Nous avons laissé Abdoulaye Wade juger seul de ses capacités à gouverner, et nous irons avec lui à la catastrophe. Il faut être fait d’une étoffe rare, pour déclarer avec autant de liberté, qu’on peut « contrôler la presse sans qu’on n’ait rien à redire ». Au nom du même principe qui le rend irresponsable de ses actes, ne vous y trompez pas, le président de la République croit que tout lui est permis. Museler la presse est ce qu’il a toujours tenté de faire. Il a mis plus de journalistes en prison que Diouf et Senghor réunis. C’est depuis 7 ans que des journalistes, des directeurs de publication ont été envoyés en prison, avant d’être jugés, comme si la justice avait peur de les voir s’échapper. Les affaires judiciaires se réglaient au civil. C’est sous Wade qu’elles ont pris une tournure pénale, avec des séjours répétés à Rebeuss pour « offense au chef de l’Etat ». Nous n’avons jamais vu la machine étatique servir autant la cause de quelques hommes, pendant que sa presse à canon tirait sur tout le monde, au point de faire des dommages collatéraux dans ses propres rangs.

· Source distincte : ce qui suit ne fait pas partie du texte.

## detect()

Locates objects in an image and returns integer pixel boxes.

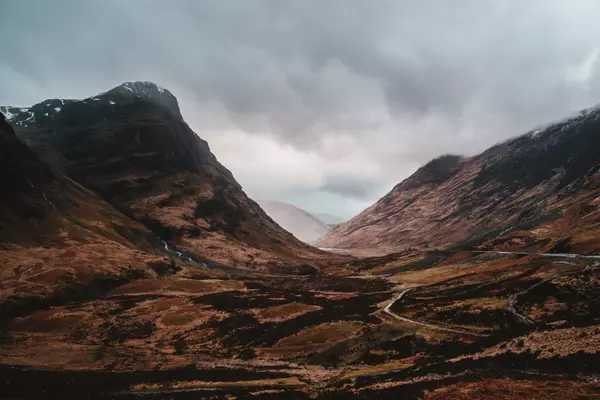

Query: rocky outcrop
[318,106,600,253]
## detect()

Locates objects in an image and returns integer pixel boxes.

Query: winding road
[383,251,600,334]
[383,288,490,337]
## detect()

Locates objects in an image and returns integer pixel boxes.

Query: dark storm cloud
[1,0,599,217]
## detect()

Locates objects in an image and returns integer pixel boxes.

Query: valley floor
[2,247,600,399]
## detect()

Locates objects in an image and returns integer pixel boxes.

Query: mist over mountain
[257,200,331,244]
[313,212,345,225]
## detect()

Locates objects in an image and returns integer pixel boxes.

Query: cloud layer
[2,0,600,218]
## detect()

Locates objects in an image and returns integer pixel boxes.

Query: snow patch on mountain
[1,81,180,128]
[0,106,15,120]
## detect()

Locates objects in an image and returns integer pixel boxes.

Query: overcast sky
[2,1,600,219]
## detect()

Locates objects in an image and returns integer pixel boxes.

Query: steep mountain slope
[0,112,168,320]
[257,200,331,243]
[318,106,600,253]
[2,82,324,272]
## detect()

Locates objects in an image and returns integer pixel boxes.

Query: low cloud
[2,0,600,218]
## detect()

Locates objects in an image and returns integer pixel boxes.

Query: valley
[1,83,600,399]
[3,247,599,399]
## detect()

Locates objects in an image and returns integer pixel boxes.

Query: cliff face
[2,82,324,272]
[318,107,600,254]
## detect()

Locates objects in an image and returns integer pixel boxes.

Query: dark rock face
[319,106,600,252]
[0,113,59,236]
[13,96,217,203]
[0,113,53,202]
[3,82,195,181]
[101,81,181,116]
[2,82,320,269]
[0,107,161,248]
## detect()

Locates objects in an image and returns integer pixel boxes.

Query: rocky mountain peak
[101,81,181,116]
[0,81,180,129]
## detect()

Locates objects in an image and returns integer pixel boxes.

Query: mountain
[0,111,171,323]
[318,106,600,254]
[314,212,344,225]
[2,82,325,273]
[257,200,331,243]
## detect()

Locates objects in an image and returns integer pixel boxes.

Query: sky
[1,1,600,219]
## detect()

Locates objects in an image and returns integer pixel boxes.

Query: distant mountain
[2,81,325,273]
[258,200,331,243]
[314,212,345,225]
[318,106,600,254]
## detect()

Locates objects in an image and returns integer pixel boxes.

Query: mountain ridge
[318,104,600,254]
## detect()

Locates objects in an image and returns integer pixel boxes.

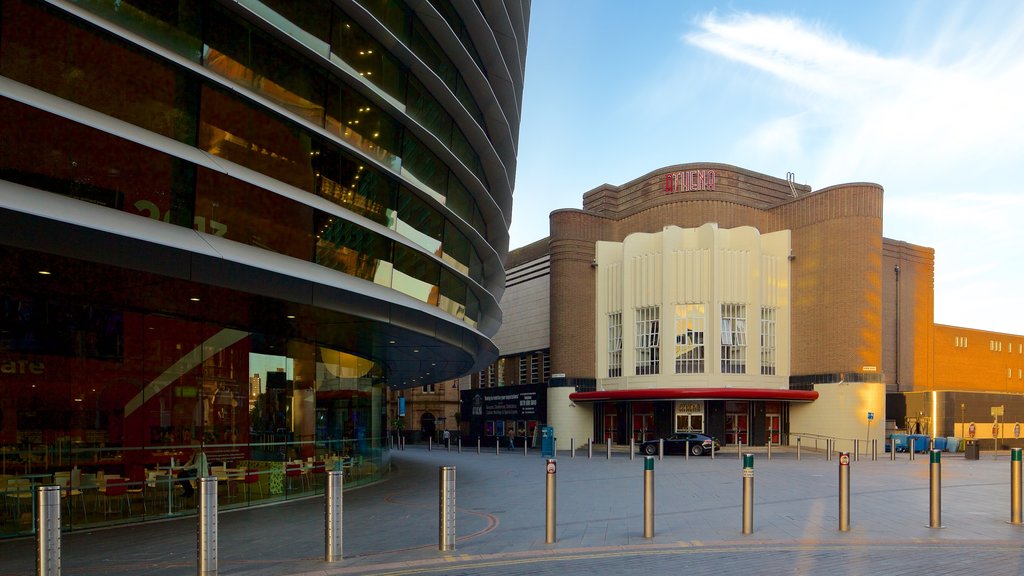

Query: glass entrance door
[603,414,617,442]
[726,414,748,445]
[632,413,654,442]
[766,414,780,444]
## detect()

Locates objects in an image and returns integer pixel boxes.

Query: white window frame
[634,306,660,375]
[721,303,747,374]
[674,304,705,374]
[608,312,623,377]
[761,306,777,375]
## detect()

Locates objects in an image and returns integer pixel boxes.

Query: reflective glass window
[330,10,406,99]
[325,80,401,171]
[396,192,444,255]
[355,0,411,42]
[0,97,191,226]
[203,6,325,128]
[314,212,394,286]
[1,0,199,144]
[70,0,203,61]
[259,0,332,44]
[198,84,315,192]
[314,145,396,226]
[407,76,453,144]
[439,268,467,320]
[195,167,314,260]
[392,244,440,305]
[410,19,457,89]
[442,221,471,275]
[400,133,448,200]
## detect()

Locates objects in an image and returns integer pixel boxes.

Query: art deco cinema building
[0,0,528,532]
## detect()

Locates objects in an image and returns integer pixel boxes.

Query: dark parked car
[640,433,721,456]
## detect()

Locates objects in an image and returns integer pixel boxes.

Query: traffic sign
[867,411,874,421]
[839,453,850,466]
[546,460,557,475]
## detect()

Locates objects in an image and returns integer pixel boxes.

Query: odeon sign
[664,169,716,193]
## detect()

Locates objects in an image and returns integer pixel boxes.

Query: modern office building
[473,162,1024,453]
[0,0,528,535]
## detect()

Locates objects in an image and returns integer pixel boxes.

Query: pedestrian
[178,446,208,499]
[507,429,515,451]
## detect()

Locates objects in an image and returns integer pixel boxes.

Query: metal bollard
[477,438,481,454]
[458,438,462,454]
[890,436,896,461]
[630,438,635,461]
[711,438,715,460]
[742,454,754,534]
[589,437,593,459]
[36,485,60,576]
[325,471,343,562]
[797,437,801,461]
[872,439,878,461]
[643,456,655,538]
[910,442,915,461]
[198,477,218,576]
[545,459,557,543]
[447,438,451,452]
[571,437,575,459]
[439,466,456,551]
[1012,448,1023,525]
[827,439,833,461]
[429,437,432,452]
[838,452,851,532]
[767,439,772,461]
[659,438,664,462]
[607,438,612,460]
[496,440,500,456]
[929,450,942,528]
[685,440,689,461]
[738,439,743,460]
[524,438,528,457]
[854,439,860,462]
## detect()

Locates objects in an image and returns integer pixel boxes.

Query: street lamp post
[961,403,965,438]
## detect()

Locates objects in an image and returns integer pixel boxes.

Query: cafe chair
[99,477,131,517]
[242,468,264,500]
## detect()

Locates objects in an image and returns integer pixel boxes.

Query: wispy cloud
[686,10,1024,184]
[686,9,1024,333]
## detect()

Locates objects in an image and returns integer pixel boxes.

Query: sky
[511,0,1024,335]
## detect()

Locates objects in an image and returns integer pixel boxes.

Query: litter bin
[964,439,980,460]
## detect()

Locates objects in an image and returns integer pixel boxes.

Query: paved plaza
[3,444,1024,575]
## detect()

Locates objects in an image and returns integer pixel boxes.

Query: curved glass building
[0,0,528,534]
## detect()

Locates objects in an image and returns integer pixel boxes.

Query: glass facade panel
[1,0,199,144]
[202,6,325,127]
[401,133,448,198]
[198,84,315,192]
[392,244,441,305]
[70,0,203,61]
[0,254,389,537]
[325,80,402,172]
[314,146,396,226]
[330,8,406,99]
[195,167,314,259]
[0,97,191,226]
[314,213,394,286]
[396,193,444,254]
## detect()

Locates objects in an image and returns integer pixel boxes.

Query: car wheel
[690,443,704,456]
[644,444,657,455]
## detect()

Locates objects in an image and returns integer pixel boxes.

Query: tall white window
[608,312,623,377]
[674,304,705,373]
[518,356,527,384]
[761,307,777,375]
[721,303,747,374]
[635,306,660,375]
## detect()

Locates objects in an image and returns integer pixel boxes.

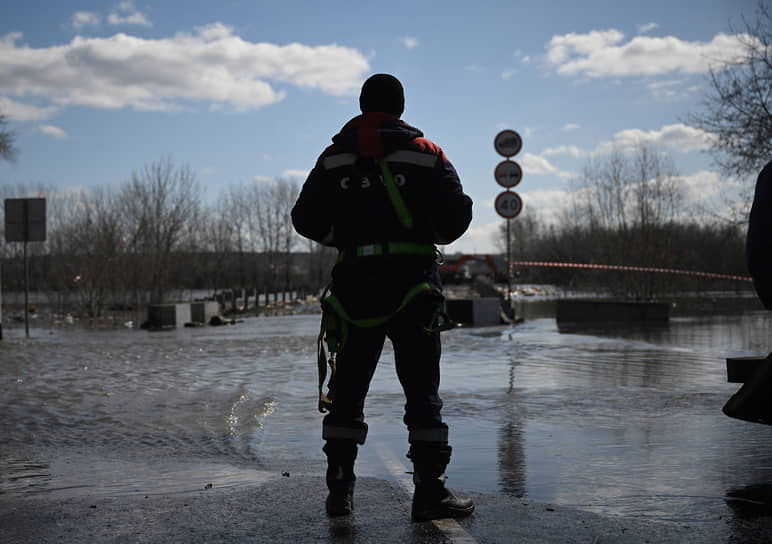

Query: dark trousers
[322,303,448,445]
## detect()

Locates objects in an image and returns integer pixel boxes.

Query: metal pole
[24,240,29,338]
[506,217,511,302]
[0,260,3,341]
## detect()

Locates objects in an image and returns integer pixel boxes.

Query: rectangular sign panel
[4,198,46,242]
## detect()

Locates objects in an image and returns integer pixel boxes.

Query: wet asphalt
[3,474,772,543]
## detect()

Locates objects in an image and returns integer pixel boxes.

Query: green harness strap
[316,281,455,413]
[377,158,414,230]
[326,281,437,330]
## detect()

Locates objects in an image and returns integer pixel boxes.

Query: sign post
[494,130,523,310]
[4,198,47,338]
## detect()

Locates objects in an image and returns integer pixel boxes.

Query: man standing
[292,74,474,521]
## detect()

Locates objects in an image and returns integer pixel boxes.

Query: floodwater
[1,295,772,529]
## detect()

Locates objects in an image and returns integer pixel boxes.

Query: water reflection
[2,305,772,538]
[478,306,772,533]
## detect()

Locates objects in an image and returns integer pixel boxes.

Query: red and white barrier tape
[509,261,753,282]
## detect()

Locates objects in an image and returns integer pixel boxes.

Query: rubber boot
[323,439,357,516]
[409,442,475,522]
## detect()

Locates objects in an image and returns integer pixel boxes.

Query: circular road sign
[495,191,523,219]
[495,160,522,188]
[494,129,522,157]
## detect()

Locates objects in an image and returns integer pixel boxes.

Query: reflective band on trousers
[409,427,449,443]
[323,424,368,445]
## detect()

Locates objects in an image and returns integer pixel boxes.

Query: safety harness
[316,158,454,413]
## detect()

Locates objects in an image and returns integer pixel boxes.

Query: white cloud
[676,169,722,205]
[521,189,573,223]
[562,123,580,132]
[400,37,419,49]
[0,96,59,121]
[547,30,751,77]
[514,49,531,64]
[281,169,310,179]
[72,12,100,30]
[478,197,494,209]
[547,29,623,65]
[542,145,583,158]
[646,78,701,102]
[610,123,716,153]
[444,220,501,254]
[519,152,558,175]
[451,169,735,254]
[637,22,659,34]
[108,1,152,27]
[0,25,370,115]
[39,124,68,139]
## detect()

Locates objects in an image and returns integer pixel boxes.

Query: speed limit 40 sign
[495,191,523,219]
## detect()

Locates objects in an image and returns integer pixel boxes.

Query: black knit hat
[359,74,404,117]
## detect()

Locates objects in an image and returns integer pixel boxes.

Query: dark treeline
[500,144,750,299]
[1,251,336,315]
[1,158,337,317]
[1,145,755,317]
[503,217,748,299]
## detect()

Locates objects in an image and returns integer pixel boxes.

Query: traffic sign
[494,191,523,219]
[5,198,46,242]
[494,129,522,158]
[494,160,522,188]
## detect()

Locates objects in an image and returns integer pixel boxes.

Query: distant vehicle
[439,254,509,284]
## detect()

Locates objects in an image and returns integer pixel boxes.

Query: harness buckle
[361,244,377,256]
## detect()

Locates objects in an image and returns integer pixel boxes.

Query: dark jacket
[747,160,772,309]
[292,112,472,319]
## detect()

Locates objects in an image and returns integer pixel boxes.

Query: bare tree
[119,158,201,304]
[0,113,17,162]
[574,148,631,234]
[49,188,124,316]
[202,193,238,295]
[228,183,252,288]
[568,143,684,298]
[571,144,681,231]
[688,2,772,179]
[248,178,299,293]
[630,144,682,229]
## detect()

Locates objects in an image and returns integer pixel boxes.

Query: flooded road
[1,298,771,529]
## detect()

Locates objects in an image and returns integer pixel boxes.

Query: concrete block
[146,303,192,329]
[556,299,669,323]
[191,301,219,325]
[445,298,502,326]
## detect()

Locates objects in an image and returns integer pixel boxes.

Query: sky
[0,0,764,254]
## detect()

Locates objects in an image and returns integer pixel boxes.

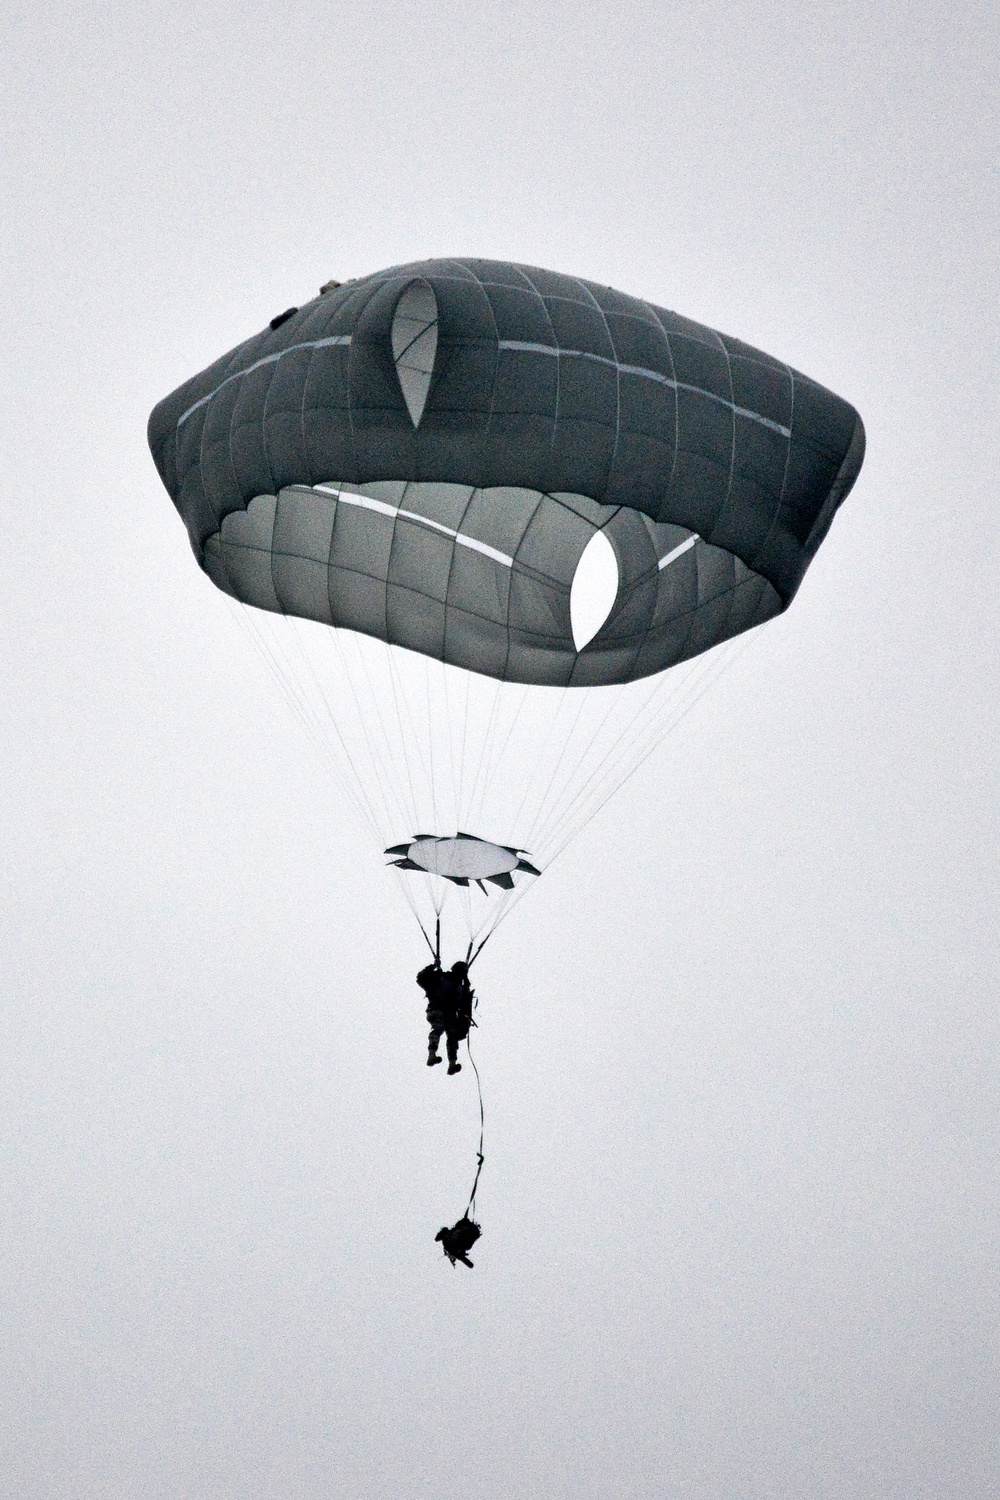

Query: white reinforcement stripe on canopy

Ces prétentions sont aussi vieilles que l’opposant. C’est quand même quand il était dans le gouvernement de cohabitation, sous Diouf, que Wade a ordonné l’incinération de dizaines de milliers d’exemplaires de Sopi, en expliquant, comble du culot, qu’on « ne critique pas un gouvernement dans lequel je suis ». Il est le même qui a illégalement bloqué la subvention à la presse, votée par l’Assemblée nationale, sous le prétexte qu’il ne donne pas son argent à des journalistes qui l’insultent. Quand la question des fréquences télé a été posée, il a tranquillement expliqué qu’il ne peut pas les donner à des journalistes qui passent leur temps à l’insulter. Pendant ce temps, les fonds politiques de la présidence de la République payaient à sa presse à canon un groupe électrogène à 20 millions de francs, alors que le reste de la presse nationale subissait les conséquences économiques des délestages. Les journaux et les radios qu’il a créés avec les 300 millions de francs des pauvres contribuables ont eux la licence d’insulter tout le monde, sans tomber sous le coup de la diffamation. Quand un de ses journalistes-soldats a écrit d’un ancien Premier ministre qu’il a été aperçu la nuit en train de se payer du viagra, il l’a appelé le lendemain pour en rire et le féliciter. C’est cet homme qui appelle à ne pas « blesser le Sénégal ». Parce que pour lui, le Sénégal, c’est lui, et l’argent du Sénégal, c’est son argent. Tout ce qui ne répond pas Wade peut être traîné dans boue et insulté à longueur de colonnes sans écorner l’image du Sénégal ! Pour être une presse libre, il ne faut parler ni de son régime, ni de sa famille, ni de son gouvernement, ni des délibérations du Conseil des ministres, ni de ses proches, ni de ses voyages, ni de ses excès, ni de ses spectacles, ni de ses disparitions. Ne sont pour lui dignes de sa machine à billets que les torchons qu’il a créés pour calomnier les fils de la république qui osent s’opposer à lui.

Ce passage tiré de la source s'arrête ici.